現代醫學技術利用當代理化技術的不斷進步,拓展了傳統視、觸、扣、聽四診的范圍,彌補了其不足,使得人們對人體和疾病的認識更全面、更深入。中醫、中西醫結合界自上個世紀70年代以來進行的“證”本質的研究,也認識到現代醫學包括影像學檢查在內的理化檢查結果同樣拓展了中醫傳統望、聞、問、切四診的范圍,彌補了其不足,可以作為臨床辨證論治依據或參考指標。
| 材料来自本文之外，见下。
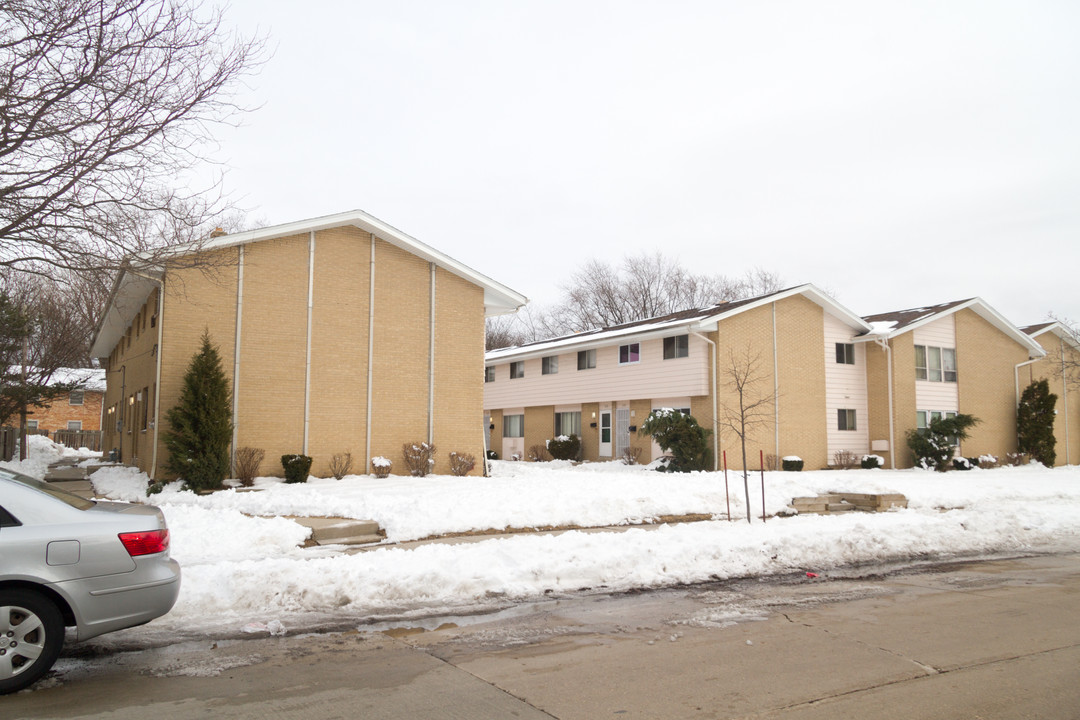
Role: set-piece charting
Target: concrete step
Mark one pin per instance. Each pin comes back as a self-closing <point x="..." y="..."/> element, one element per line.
<point x="340" y="530"/>
<point x="66" y="473"/>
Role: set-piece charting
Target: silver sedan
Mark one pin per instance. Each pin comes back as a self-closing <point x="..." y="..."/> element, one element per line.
<point x="68" y="561"/>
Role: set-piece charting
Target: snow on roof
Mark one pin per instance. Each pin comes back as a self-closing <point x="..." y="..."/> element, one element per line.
<point x="694" y="320"/>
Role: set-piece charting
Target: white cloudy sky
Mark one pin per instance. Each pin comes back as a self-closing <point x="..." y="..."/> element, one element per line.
<point x="896" y="153"/>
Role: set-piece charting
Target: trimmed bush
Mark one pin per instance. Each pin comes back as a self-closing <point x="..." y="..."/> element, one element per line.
<point x="296" y="467"/>
<point x="679" y="436"/>
<point x="419" y="458"/>
<point x="381" y="466"/>
<point x="565" y="447"/>
<point x="461" y="464"/>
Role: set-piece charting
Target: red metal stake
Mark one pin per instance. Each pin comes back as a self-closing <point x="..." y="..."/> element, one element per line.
<point x="761" y="452"/>
<point x="726" y="494"/>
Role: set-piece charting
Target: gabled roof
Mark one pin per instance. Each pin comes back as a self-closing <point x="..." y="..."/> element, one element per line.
<point x="892" y="324"/>
<point x="1055" y="327"/>
<point x="698" y="320"/>
<point x="132" y="287"/>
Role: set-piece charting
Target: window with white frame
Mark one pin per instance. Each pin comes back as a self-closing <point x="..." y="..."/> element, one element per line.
<point x="676" y="347"/>
<point x="845" y="419"/>
<point x="935" y="364"/>
<point x="845" y="353"/>
<point x="568" y="423"/>
<point x="513" y="425"/>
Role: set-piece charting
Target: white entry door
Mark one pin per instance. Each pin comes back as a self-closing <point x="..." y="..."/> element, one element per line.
<point x="621" y="431"/>
<point x="605" y="433"/>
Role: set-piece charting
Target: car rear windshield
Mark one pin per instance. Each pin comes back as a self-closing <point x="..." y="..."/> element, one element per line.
<point x="63" y="496"/>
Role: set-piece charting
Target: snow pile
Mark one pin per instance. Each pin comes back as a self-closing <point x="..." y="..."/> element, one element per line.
<point x="240" y="569"/>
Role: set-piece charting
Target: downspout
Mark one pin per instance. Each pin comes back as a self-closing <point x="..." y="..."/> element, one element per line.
<point x="235" y="361"/>
<point x="370" y="356"/>
<point x="883" y="342"/>
<point x="716" y="437"/>
<point x="307" y="369"/>
<point x="1065" y="401"/>
<point x="775" y="383"/>
<point x="157" y="380"/>
<point x="1016" y="378"/>
<point x="431" y="363"/>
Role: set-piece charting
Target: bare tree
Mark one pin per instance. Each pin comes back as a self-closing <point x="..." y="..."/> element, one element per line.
<point x="103" y="105"/>
<point x="752" y="406"/>
<point x="646" y="285"/>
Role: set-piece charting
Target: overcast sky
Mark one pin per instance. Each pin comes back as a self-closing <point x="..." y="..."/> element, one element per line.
<point x="894" y="153"/>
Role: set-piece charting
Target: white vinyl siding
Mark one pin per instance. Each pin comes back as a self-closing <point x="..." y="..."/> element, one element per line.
<point x="846" y="389"/>
<point x="651" y="377"/>
<point x="929" y="393"/>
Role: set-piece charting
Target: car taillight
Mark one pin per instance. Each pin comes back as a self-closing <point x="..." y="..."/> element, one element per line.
<point x="145" y="543"/>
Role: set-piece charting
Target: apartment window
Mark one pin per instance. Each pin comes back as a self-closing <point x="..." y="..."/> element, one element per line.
<point x="676" y="347"/>
<point x="568" y="423"/>
<point x="845" y="419"/>
<point x="948" y="364"/>
<point x="845" y="353"/>
<point x="934" y="364"/>
<point x="513" y="425"/>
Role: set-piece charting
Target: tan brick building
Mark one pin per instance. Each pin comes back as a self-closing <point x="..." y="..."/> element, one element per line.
<point x="602" y="384"/>
<point x="80" y="409"/>
<point x="926" y="363"/>
<point x="1061" y="369"/>
<point x="827" y="381"/>
<point x="339" y="334"/>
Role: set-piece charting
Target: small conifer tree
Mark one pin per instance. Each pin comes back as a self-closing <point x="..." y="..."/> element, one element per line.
<point x="1035" y="423"/>
<point x="201" y="423"/>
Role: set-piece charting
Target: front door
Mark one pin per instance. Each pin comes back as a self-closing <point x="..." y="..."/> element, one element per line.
<point x="605" y="433"/>
<point x="621" y="431"/>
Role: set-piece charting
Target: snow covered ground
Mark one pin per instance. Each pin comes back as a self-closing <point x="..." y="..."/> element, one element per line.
<point x="240" y="569"/>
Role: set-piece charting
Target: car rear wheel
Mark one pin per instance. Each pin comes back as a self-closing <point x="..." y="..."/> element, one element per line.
<point x="31" y="635"/>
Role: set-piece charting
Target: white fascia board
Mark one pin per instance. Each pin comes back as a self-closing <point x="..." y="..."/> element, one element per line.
<point x="636" y="334"/>
<point x="129" y="295"/>
<point x="498" y="298"/>
<point x="813" y="294"/>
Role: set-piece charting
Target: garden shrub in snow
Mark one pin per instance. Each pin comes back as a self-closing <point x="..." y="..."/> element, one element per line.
<point x="792" y="463"/>
<point x="564" y="447"/>
<point x="381" y="466"/>
<point x="419" y="458"/>
<point x="200" y="424"/>
<point x="933" y="447"/>
<point x="538" y="453"/>
<point x="461" y="464"/>
<point x="248" y="461"/>
<point x="296" y="467"/>
<point x="340" y="464"/>
<point x="1035" y="422"/>
<point x="682" y="437"/>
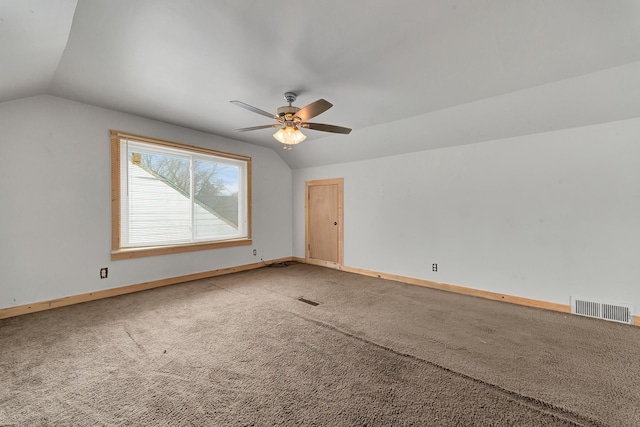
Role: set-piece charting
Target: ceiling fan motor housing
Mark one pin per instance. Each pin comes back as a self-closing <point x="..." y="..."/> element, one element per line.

1986年沈自尹院士提出了“微觀辨證”的概念,他將“微觀辨證”定義為:在臨床上收集辨證素材的過程中引進現代科學,特別是現代醫學的先進技術,發揮它們長于在較深入的層次上,微觀地認識機體的結構、代謝和功能的特點,更完整、更準確、更本質地闡明證的物質基礎[23]。這一概念已得到中醫、中西醫結合界的廣泛認可。如血液流變學指標可作為血瘀證診斷的參考指標,血脂、血糖值甚或動脈粥樣硬化斑塊可作為血管性疾病痰瘀證或痰濕證的參考指標[24-25],并指導臨床治療[24-27]。
任何學科的知識、學科體系都是在不斷豐富、完善創新發展的過程,中醫藥學科亦需在現實的需求中,在傳承創新同時,吸收現代醫學有用的技術和知識,在繼承和創新中不斷豐富本學科的知識體系和內容。基于以上原因,筆者認為現有中醫中風病診斷標準有必要予以更改完善。結合現代醫學技術,將西醫完善的病因學理論運用于中醫臨床診斷,將會有助于疾病的診斷治療,也將是中風病現代化研究的重要途徑。參考包括影像學結果在內的現代理化檢測結果,將新TOAST分型的具體致病原因作為中醫中風病的主要診斷指標,而不僅僅是傳統的“情志過激”“氣血逆亂”等籠統模糊表述。這將有助于對中風病患者真正做到“因人、因時、因地”制宜,制定選擇有針對性且恰當的個體化治療方案,以便盡可能減少、減輕肢體殘障和智能障礙甚至減少中風病患者的病死率,使中風病患者最大程度回歸社會,造福更多中風患者和家庭。